It is called Huatong Chicken, a traditional dish in Hangzhou, Zhejiang, also known as yellow mud simmered chicken. The chicken has a long history and has a history of more than 300 years. There are also many versions of the origin of the chicken, but the production principle is basically the same. Today, this dish enjoys a high reputation.

Legend has it that in the late Ming and early Qing dynasties, there was a area called Huazi in Yushan in Changshu, Jiangsu, who usually begged everywhere, begging for some leftovers to talk about to fill his hunger, and sometimes it was difficult to get a bowl of leftover rice a day, so he had to endure hunger.
On this day, he had good luck, and in addition to some hungry meals, he also met a kind old lady who gave him an old hen, and he danced happily. But he was a man named Huazi, and he had nothing but the broken bowl in his hand, so how could he cook this chicken? He thought about it for a long time, and he didn't come up with a good way to do it. Suddenly, he had a stroke of genius and counted his mind. He found a nearby family, borrowed a knife from the owner, slaughtered the chicken, removed the internal organs, went to the mountain to dig up some yellow mud and painted it on the surface of the chicken, took the dead branches and leaves to light a fire, put the wrapped chicken in the fire and stewed it, and when the mud was boiled, he estimated that the chicken was also cooked, so he knocked off the mud shell with a stick, and the chicken feathers also fell off with the mud, and the aroma was overflowing, and the huazi was very surprised, so he picked up the chicken and devoured it.

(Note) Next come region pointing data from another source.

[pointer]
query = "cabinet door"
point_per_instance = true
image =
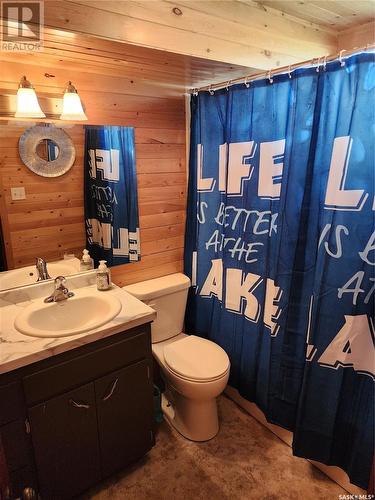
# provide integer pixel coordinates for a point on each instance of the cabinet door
(65, 440)
(125, 414)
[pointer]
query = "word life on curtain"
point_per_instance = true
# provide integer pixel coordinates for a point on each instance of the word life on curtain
(236, 164)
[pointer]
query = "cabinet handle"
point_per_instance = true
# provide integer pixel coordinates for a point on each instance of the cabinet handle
(111, 391)
(78, 405)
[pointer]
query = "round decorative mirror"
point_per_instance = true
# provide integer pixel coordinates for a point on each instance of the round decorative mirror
(47, 150)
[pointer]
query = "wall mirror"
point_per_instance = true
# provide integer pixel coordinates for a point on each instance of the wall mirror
(66, 189)
(47, 150)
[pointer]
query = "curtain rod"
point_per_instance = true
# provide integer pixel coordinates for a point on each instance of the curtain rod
(318, 61)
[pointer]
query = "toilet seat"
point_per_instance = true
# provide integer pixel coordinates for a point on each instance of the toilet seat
(196, 359)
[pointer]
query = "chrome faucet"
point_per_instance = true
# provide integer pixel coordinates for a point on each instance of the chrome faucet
(41, 267)
(60, 292)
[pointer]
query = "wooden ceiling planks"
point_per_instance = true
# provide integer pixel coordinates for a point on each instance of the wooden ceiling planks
(334, 14)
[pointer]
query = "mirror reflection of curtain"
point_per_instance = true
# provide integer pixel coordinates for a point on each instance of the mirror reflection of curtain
(52, 150)
(280, 247)
(111, 199)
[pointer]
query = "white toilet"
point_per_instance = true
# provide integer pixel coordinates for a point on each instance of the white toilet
(195, 370)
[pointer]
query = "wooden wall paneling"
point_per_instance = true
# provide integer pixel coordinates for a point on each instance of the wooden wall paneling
(359, 36)
(51, 216)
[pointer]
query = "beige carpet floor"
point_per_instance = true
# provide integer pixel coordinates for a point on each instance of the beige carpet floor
(244, 461)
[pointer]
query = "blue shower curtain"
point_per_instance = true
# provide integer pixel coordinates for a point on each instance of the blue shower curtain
(280, 248)
(111, 200)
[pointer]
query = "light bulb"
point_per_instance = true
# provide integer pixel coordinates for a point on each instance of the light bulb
(27, 101)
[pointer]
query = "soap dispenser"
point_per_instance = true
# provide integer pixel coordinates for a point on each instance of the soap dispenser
(103, 276)
(86, 262)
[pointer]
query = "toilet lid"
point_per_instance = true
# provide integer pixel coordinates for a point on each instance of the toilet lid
(196, 358)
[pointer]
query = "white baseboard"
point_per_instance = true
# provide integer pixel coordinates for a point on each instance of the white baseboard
(335, 473)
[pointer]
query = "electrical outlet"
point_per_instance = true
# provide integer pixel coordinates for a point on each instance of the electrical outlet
(18, 193)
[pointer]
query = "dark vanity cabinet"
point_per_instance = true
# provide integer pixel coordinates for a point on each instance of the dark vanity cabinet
(71, 420)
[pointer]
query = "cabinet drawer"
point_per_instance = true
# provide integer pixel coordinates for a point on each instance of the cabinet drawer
(11, 402)
(16, 445)
(62, 377)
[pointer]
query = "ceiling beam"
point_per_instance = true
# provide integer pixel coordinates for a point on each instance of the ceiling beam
(227, 31)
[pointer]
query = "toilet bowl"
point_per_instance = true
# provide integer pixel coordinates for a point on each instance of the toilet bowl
(195, 370)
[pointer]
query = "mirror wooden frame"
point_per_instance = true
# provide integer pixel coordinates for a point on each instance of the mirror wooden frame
(29, 141)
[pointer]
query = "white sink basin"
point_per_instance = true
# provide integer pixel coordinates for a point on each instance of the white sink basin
(87, 310)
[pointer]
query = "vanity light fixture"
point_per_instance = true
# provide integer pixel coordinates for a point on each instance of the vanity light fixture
(27, 101)
(72, 106)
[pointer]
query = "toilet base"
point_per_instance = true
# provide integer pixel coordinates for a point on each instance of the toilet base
(196, 420)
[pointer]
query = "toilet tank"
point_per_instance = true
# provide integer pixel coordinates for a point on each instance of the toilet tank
(167, 295)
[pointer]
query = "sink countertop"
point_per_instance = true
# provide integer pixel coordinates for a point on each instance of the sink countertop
(17, 350)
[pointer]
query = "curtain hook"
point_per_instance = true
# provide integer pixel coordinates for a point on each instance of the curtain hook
(318, 64)
(324, 62)
(342, 62)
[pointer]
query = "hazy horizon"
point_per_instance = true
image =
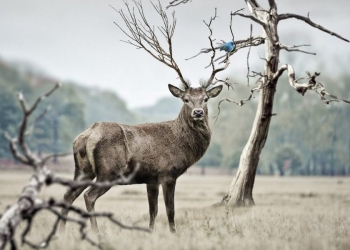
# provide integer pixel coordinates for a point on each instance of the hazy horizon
(78, 41)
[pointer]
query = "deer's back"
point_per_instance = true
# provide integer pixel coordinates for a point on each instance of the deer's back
(159, 148)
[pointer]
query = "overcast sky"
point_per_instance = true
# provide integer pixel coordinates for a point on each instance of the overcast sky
(77, 40)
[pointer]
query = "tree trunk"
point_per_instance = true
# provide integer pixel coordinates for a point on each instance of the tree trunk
(241, 189)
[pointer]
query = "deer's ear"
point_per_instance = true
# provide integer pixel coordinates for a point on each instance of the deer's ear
(176, 91)
(213, 92)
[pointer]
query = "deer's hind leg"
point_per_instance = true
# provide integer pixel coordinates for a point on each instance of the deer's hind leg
(72, 194)
(90, 196)
(152, 193)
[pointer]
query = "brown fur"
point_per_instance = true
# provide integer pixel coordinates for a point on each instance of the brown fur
(162, 150)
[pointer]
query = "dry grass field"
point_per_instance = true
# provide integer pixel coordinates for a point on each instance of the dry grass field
(291, 213)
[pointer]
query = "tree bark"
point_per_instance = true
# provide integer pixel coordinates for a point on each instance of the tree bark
(240, 192)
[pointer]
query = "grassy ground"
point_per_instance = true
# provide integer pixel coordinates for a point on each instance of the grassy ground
(291, 213)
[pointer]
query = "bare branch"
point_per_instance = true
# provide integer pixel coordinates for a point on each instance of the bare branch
(242, 101)
(250, 40)
(226, 82)
(177, 2)
(142, 34)
(294, 48)
(251, 17)
(240, 44)
(311, 23)
(214, 70)
(312, 84)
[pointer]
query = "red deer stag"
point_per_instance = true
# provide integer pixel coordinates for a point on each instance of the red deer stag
(163, 151)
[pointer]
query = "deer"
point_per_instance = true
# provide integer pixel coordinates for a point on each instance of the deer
(161, 151)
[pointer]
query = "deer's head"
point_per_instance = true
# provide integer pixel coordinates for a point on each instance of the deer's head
(195, 99)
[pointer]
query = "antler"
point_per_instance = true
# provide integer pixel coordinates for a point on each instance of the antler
(142, 35)
(211, 78)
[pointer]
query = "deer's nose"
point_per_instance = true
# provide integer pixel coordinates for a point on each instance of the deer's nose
(198, 113)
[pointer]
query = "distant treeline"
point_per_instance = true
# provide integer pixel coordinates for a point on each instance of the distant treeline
(305, 137)
(71, 109)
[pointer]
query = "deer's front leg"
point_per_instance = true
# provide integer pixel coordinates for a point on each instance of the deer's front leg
(152, 193)
(168, 193)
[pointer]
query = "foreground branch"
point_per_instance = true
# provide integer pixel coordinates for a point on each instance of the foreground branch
(29, 204)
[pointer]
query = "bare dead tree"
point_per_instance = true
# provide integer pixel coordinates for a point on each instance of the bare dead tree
(29, 204)
(240, 191)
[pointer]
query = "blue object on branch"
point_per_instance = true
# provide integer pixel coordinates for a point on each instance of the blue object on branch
(228, 47)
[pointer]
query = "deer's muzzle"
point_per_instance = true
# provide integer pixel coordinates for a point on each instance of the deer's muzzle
(198, 114)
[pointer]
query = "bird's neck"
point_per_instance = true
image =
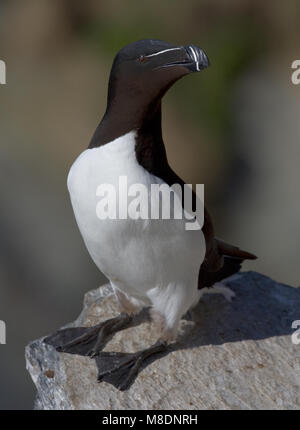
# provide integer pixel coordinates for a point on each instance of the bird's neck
(120, 120)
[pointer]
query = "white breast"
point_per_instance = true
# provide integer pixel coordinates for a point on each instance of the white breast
(136, 255)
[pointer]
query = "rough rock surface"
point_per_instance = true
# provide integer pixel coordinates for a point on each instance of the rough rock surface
(229, 355)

Just when Calling Huazi could eat hard, Qian Muzhai, a scholar of the Ming Dynasty University, walked by here, smelled the aroma of chicken, and saw the scene of Calling Huazi eating chicken from afar, so he sent someone to inquire about how Huazi made such a delicious chicken. The messenger inquired about it and took a small piece of chicken to Qian Muzhai, who tasted it and felt that the taste was indeed very unusual.

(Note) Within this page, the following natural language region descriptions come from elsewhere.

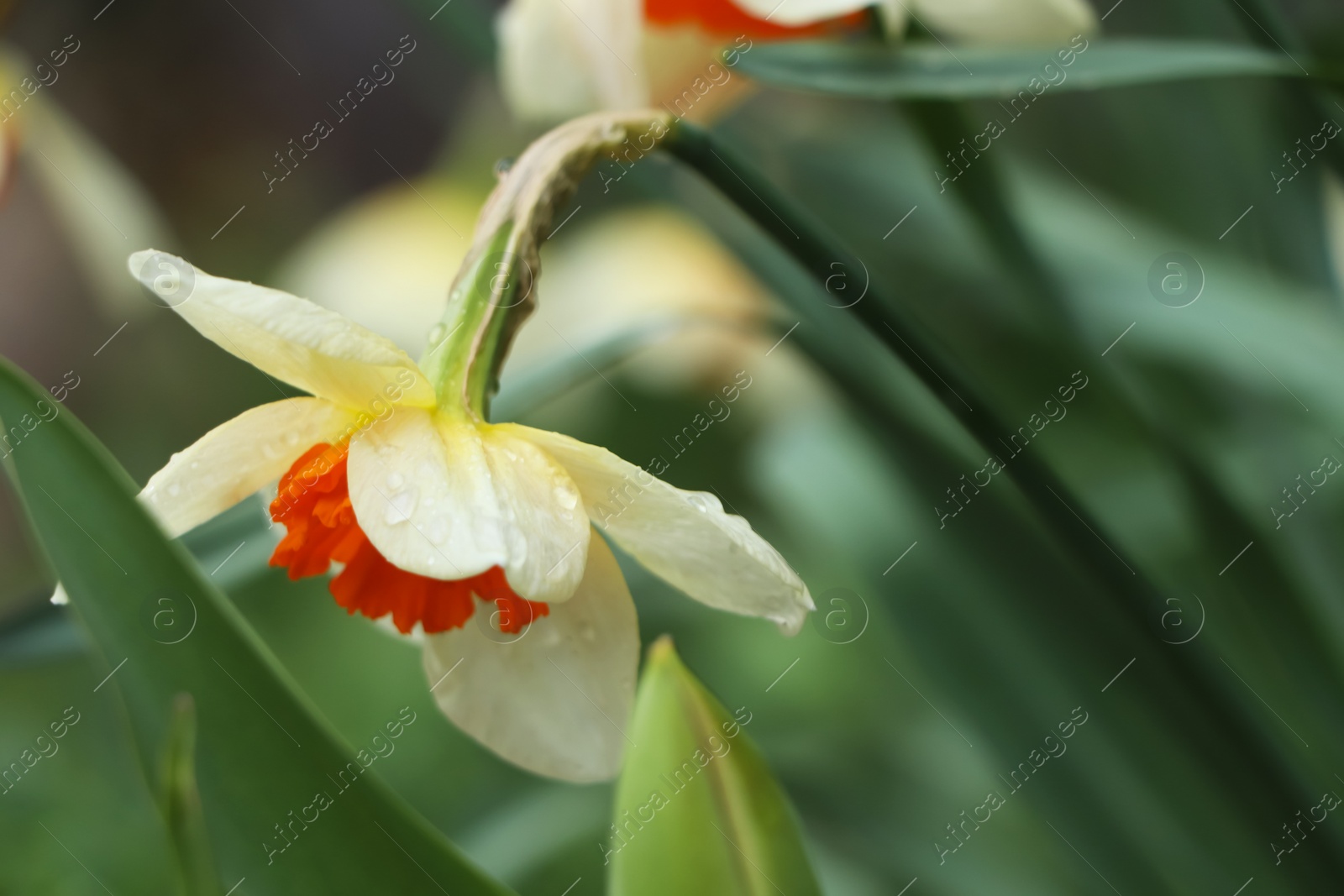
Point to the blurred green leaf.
(265, 757)
(696, 808)
(914, 71)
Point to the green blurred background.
(922, 683)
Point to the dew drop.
(400, 506)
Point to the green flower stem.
(1066, 517)
(468, 345)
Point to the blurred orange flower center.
(313, 504)
(725, 19)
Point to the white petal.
(1007, 22)
(800, 13)
(423, 493)
(564, 58)
(289, 338)
(239, 457)
(682, 537)
(450, 499)
(557, 699)
(544, 528)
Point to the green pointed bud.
(181, 804)
(696, 808)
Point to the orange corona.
(725, 19)
(313, 504)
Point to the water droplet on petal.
(400, 506)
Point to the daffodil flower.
(477, 537)
(428, 506)
(561, 58)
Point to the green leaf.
(264, 754)
(925, 71)
(696, 808)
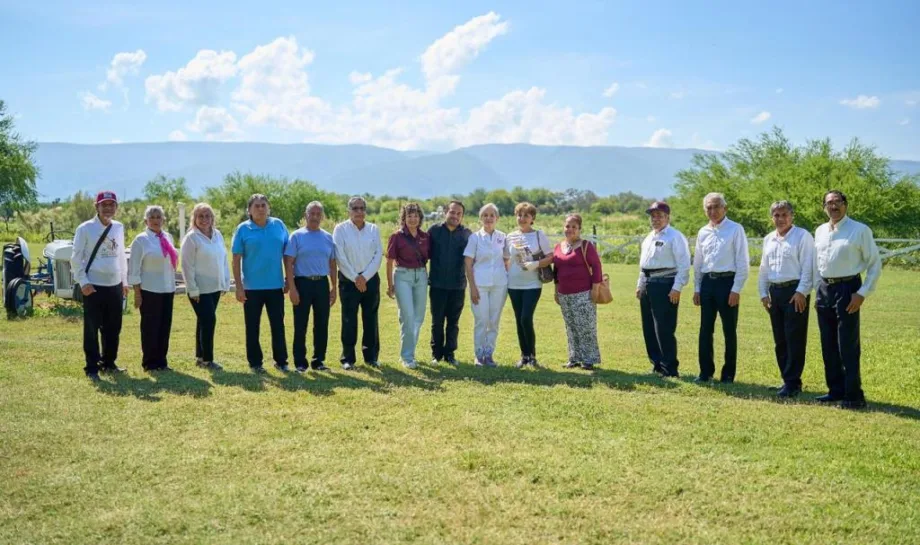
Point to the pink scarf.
(168, 249)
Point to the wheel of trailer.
(20, 294)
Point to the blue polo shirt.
(311, 251)
(262, 249)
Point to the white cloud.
(123, 64)
(861, 102)
(523, 117)
(92, 102)
(462, 44)
(660, 139)
(215, 124)
(760, 118)
(196, 84)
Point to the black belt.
(840, 279)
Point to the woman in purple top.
(578, 269)
(407, 253)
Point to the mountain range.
(125, 168)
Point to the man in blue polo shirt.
(258, 255)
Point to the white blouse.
(148, 266)
(204, 263)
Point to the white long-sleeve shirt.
(148, 267)
(110, 267)
(847, 250)
(204, 263)
(666, 249)
(357, 251)
(787, 258)
(721, 248)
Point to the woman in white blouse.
(486, 260)
(207, 276)
(152, 273)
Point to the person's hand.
(674, 297)
(856, 301)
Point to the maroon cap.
(106, 196)
(658, 205)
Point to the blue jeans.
(411, 287)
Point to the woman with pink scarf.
(152, 272)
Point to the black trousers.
(314, 294)
(369, 302)
(790, 334)
(714, 294)
(659, 322)
(102, 315)
(840, 344)
(446, 308)
(273, 301)
(524, 303)
(206, 311)
(156, 324)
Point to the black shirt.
(446, 257)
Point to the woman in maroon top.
(407, 252)
(578, 269)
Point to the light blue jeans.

Back at home, he ordered the cook to make it according to the method of the name Huazi, and added various condiments such as diced meat, ham, shrimp and spices to the chicken's stomach, wrapped in lotus leaves, coated with yellow clay, baked in the fire, and named it "Called Huazi Chicken". One day, Liu Ru, a famous prostitute in Jiangnan, came to Qian's house, and Qian entertained her with a chicken and asked Liu Ru, "How is the flavor of Yushan Mountain?" Willow said, "It tastes great," and said, "I'd rather eat a lifetime of Yu mountain chicken than a day's worth of Songjiang fish."
Previous method
Ingredients:
1 tender hen (1000 g), with a small head, a fat and tender three yellow (yellow mouth, yellow feet, yellow hair) hen is better. 50 grams of diced chicken, 100 grams of lean pork, 50 grams of shrimp, 30 grams of cooked ham, 400 grams of lard, 20 grams of diced shiitake mushrooms, 4 pieces of fresh lotus leaves, 3000 grams of wine paste, 50 grams of shao wine, 5 grams of salt, 100 grams of soy sauce, 20 grams of sugar, 25 grams of green onion, 10 grams of minced ginger, 4 cloves, 2 star anise, 0. 5 g, 50 g white onion, 50 g sweet noodle sauce, 50 g sesame oil, 50 g cooked lard.
How to do It The chicken is dehaired, eviscerated and washed. Add soy sauce, rice wine, salt, marinate for 1 hour, remove, crush the cloves and star anise into fine minced, add the minced jade fruit and evenly, and rub on the chicken body.
Put the pot on high heat, add lard to 50% heat, add green onion, ginger, diced chicken, diced lean pork, shrimp, cooked ham, diced shiitake mushrooms, then add shao wine, salt, sugar, soy sauce and fry until it is broken, wait to cool and fill the chicken belly, put a clove in each armpit of the chicken, and then wrap the chicken body tightly with lard oil, wrap a layer with lotus leaves, wrap a layer with cellophane, wrap another layer of lotus leaves on the outside, and then tie it firmly with a fine hemp rope.
The wine altar mud is crushed into a powder, mixed with water, and spread flat on a damp cloth (about 1. 5 cm thick), then put the bundled chicken in the middle of the mud, lift the four corners of the wet cloth to wrap the chicken tightly, so that the mud is tightly glued, remove the wet cloth, and wrap it in wrapping paper.
Put the wrapped chicken in the oven and bake on high heat for 40 minutes, if the mud is dry and cracked, you can plug the cracks with mud, bake on high heat for another 30 minutes, then use low heat for 90 minutes, and finally use low heat for 90 minutes. Remove the mud from the surface of the chicken, untie the rope, remove the lotus leaves, cellophane, drizzle with sesame oil and serve. Also include sesame oil, shallot white and sweet noodle sauce for dipping.